Friday, April 22, 2011

Neglected Gems #2: Watermarks (2004)

It’s a funny thing about movies. They may get critical acclaim, even score some box office success and years later they’re barely mentioned by anyone or even remembered. And there’s often no discernible reason for their fates. I really can’t tell why Neil Jordan’s terrific and accessible heist movie. The Good Thief, which got good reviews when it came out in 2002, has pretty much vanished into the ether. Or why Steve Jordan’s powerful documentary Stevie (2002) failed to match the impact of his earlier 1994 doc Hoop Dreams. Or even why impressive debuts like Jeff Lipsky’s Childhood’s End (1997) didn’t get half the buzz that considerably lesser movies (Wendy and Lucy, Ballast) have acquired upon their subsequent release. In any case, here is the second in a series of disparate movies you really ought to see.

Watermarks is the inspiring story of Hakoah Vienna, a Jewish athletic club formed in 1909 as a reaction to anti-Semitic policies that kept Jews out of gentile clubs in the country. The documentary, which is available on DVD, traces how some 65 years after they were forced to leave Austria, a group of Jewish women athletes return to where it all began. The goal of Hakoah (which means “strength” in Hebrew) was to prove that Jewish athletes could hold their own against their Christian counterparts, dispelling stereotypes of the weak Jew in the process. Hakoah succeeded in spades, with many of its members, in particular the women's swim team, dominating Austrian sports competitions in the 1930s. But the Anschluss, the Nazis' annexation of Austria in 1938, ended all that and forced the Hakoah members to flee for their lives.

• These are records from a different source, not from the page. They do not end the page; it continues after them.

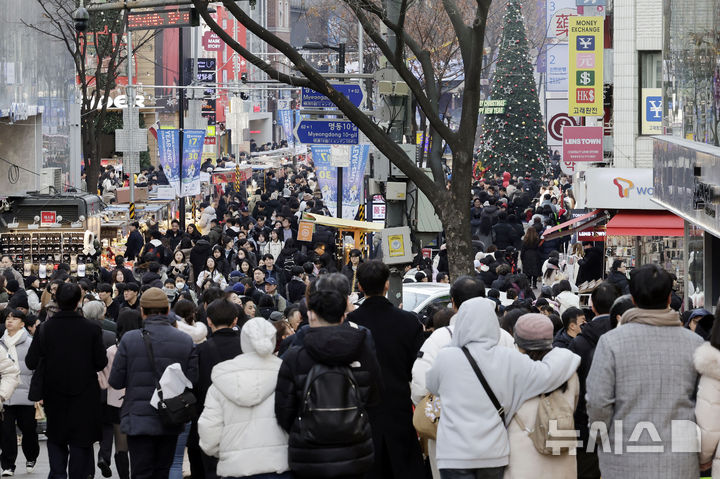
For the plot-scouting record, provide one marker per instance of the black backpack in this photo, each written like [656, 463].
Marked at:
[332, 413]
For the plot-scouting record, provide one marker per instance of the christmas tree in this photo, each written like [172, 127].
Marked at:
[514, 140]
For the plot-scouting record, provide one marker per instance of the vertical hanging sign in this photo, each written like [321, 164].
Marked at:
[193, 141]
[586, 66]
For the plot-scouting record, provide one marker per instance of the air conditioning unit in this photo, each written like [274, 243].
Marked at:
[51, 178]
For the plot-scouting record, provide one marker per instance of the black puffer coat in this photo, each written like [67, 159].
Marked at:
[133, 372]
[332, 345]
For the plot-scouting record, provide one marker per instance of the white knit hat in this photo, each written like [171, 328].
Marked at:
[258, 336]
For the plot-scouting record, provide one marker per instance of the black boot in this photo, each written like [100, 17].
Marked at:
[122, 464]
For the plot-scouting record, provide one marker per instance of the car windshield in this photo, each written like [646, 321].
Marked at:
[412, 299]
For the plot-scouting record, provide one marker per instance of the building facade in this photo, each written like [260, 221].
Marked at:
[687, 156]
[37, 101]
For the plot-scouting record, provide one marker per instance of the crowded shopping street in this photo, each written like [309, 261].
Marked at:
[359, 239]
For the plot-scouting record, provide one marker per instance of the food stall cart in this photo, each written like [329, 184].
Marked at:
[357, 231]
[41, 231]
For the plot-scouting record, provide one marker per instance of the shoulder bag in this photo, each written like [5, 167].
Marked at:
[174, 411]
[427, 413]
[500, 409]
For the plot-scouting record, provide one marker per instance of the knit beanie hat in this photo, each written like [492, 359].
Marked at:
[154, 298]
[13, 285]
[258, 336]
[534, 332]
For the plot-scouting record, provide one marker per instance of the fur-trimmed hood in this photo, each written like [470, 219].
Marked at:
[707, 361]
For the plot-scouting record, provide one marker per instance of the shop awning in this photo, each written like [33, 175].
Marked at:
[574, 225]
[645, 223]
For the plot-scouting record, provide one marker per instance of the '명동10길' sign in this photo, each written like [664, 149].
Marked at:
[586, 66]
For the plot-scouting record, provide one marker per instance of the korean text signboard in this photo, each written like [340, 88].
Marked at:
[586, 66]
[582, 143]
[312, 99]
[652, 111]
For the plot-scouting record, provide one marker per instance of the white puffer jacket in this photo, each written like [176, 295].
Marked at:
[525, 461]
[9, 376]
[707, 407]
[238, 424]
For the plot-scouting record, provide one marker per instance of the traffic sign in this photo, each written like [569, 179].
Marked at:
[327, 132]
[312, 99]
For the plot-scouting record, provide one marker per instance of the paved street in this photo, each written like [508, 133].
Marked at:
[43, 468]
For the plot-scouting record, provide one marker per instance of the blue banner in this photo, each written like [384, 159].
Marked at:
[168, 154]
[353, 184]
[326, 175]
[193, 141]
[285, 119]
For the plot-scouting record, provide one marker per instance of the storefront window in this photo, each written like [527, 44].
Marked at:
[38, 74]
[695, 273]
[692, 70]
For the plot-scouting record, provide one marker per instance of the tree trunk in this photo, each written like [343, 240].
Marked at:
[91, 157]
[457, 238]
[455, 216]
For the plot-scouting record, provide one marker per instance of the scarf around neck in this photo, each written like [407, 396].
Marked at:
[652, 317]
[11, 341]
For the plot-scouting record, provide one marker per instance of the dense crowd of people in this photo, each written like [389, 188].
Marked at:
[257, 355]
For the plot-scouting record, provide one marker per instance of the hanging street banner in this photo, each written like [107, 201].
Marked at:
[492, 107]
[327, 132]
[652, 111]
[352, 178]
[312, 99]
[586, 66]
[193, 141]
[285, 119]
[169, 146]
[557, 18]
[169, 154]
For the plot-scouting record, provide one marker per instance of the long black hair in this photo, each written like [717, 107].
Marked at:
[715, 331]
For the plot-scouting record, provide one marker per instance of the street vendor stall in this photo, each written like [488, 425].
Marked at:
[357, 229]
[41, 231]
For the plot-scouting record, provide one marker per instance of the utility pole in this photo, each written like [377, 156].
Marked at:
[181, 124]
[340, 69]
[131, 110]
[394, 210]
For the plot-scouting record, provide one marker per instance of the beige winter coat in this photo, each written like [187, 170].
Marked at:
[525, 461]
[707, 407]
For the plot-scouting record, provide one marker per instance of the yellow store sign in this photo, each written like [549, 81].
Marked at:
[586, 59]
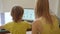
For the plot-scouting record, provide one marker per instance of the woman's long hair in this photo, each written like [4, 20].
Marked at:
[17, 13]
[42, 9]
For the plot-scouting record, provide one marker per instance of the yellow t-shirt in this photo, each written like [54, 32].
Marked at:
[17, 28]
[48, 28]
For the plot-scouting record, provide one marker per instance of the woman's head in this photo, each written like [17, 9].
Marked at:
[42, 8]
[17, 13]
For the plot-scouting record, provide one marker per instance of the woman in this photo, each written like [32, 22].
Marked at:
[45, 23]
[17, 26]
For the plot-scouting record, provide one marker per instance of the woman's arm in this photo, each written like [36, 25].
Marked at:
[34, 28]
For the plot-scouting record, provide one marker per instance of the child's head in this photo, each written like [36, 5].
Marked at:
[17, 13]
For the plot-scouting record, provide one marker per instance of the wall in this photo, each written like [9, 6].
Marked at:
[58, 13]
[1, 6]
[8, 4]
[54, 6]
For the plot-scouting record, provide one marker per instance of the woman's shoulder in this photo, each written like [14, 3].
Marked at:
[38, 21]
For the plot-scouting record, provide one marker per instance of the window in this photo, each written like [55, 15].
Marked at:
[28, 15]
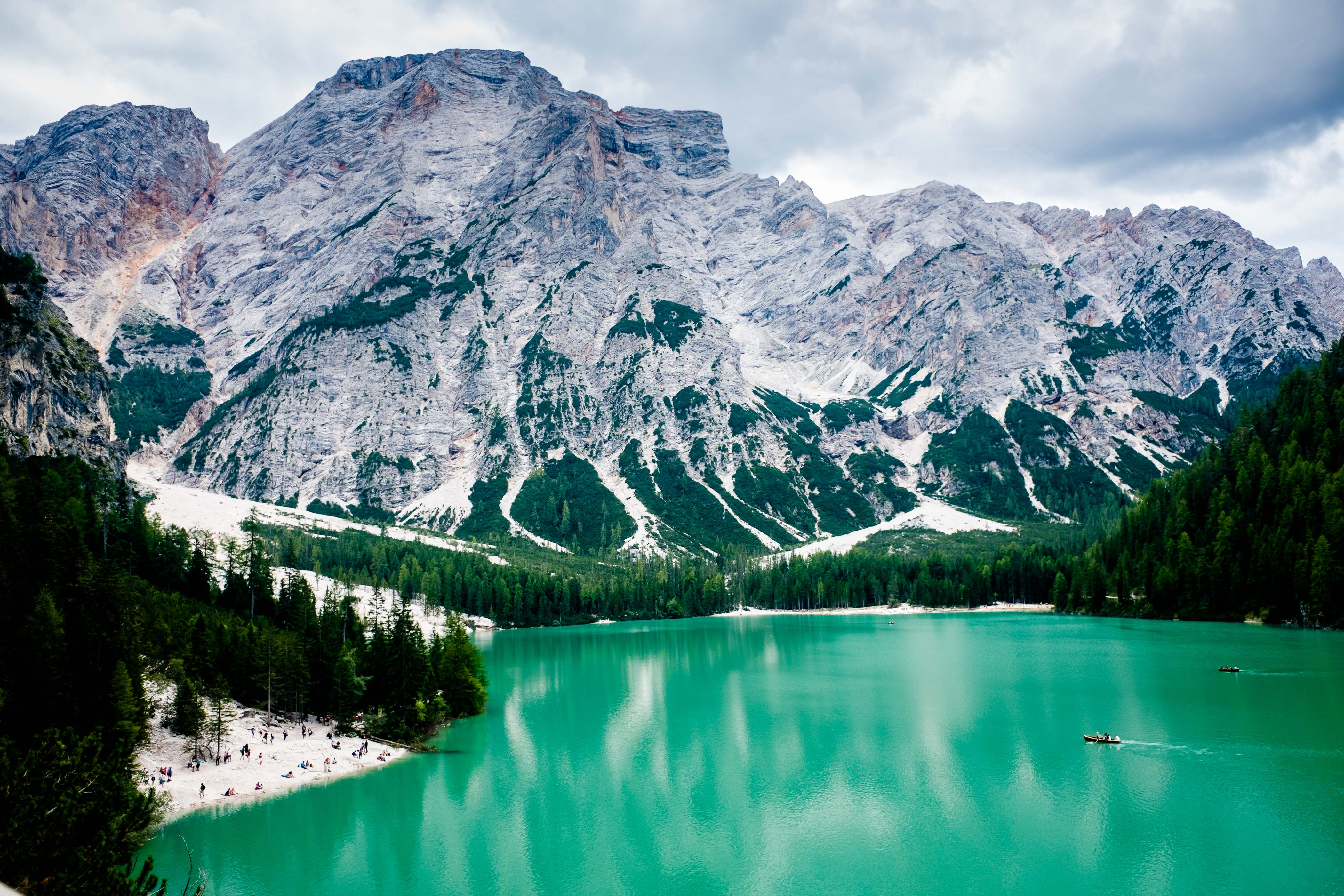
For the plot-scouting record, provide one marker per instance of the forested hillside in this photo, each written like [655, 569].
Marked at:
[96, 600]
[1256, 524]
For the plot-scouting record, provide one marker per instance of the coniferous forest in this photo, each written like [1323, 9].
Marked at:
[97, 598]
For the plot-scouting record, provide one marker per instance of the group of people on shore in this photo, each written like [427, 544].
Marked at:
[163, 777]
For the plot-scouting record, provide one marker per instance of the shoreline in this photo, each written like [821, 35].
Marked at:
[267, 765]
[902, 610]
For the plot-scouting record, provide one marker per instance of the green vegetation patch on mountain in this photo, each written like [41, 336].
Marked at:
[877, 475]
[674, 323]
[788, 412]
[838, 416]
[749, 515]
[160, 334]
[1133, 469]
[741, 418]
[983, 475]
[103, 598]
[1251, 382]
[548, 399]
[839, 507]
[1254, 526]
[632, 323]
[772, 491]
[565, 501]
[1198, 417]
[683, 504]
[1094, 343]
[1070, 485]
[147, 398]
[486, 522]
[894, 391]
[199, 444]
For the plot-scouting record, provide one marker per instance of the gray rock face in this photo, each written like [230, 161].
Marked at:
[436, 275]
[99, 195]
[56, 393]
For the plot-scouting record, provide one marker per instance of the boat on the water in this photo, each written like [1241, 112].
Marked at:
[1101, 739]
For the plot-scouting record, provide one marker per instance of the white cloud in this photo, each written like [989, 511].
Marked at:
[1228, 104]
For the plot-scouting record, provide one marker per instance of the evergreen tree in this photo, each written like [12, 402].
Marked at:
[220, 719]
[189, 716]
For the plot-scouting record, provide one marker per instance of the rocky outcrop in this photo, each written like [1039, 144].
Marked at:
[56, 393]
[100, 195]
[441, 275]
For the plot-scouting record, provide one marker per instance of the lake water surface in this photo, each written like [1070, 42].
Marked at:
[839, 756]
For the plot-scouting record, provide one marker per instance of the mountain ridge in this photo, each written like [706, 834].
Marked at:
[443, 272]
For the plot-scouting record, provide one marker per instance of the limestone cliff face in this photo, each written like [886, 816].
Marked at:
[440, 275]
[56, 393]
[99, 195]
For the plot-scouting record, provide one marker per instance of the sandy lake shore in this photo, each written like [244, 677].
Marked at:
[905, 609]
[268, 765]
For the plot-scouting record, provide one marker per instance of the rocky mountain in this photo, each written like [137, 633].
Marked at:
[56, 391]
[448, 289]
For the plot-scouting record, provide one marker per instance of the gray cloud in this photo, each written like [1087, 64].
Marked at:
[1218, 103]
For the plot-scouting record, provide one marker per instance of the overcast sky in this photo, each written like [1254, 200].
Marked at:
[1238, 107]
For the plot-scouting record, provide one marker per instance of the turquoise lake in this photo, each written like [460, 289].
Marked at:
[824, 754]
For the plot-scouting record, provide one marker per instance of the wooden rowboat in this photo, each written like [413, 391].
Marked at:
[1101, 739]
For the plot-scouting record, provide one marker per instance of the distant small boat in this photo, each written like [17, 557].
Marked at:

Reuniting seven of the women swimmers, all in their 80s, Watermarks, which is directed by Israeli filmmaker Yaron Zilberman, lets them tell their history and that of their tumultuous era, illustrated with archival clips, interviews and footage of them revisiting their old haunts in Vienna. Watermarks succeeds in bringing a forgotten part of history to life. But best of all, it introduces us to some genuinely remarkable individuals who made a significant difference in their time and place.

Shlomo Schwartzberg is a film critic, teacher and arts journalist based in Toronto. He teaches courses at Ryerson University's LIFE Institute.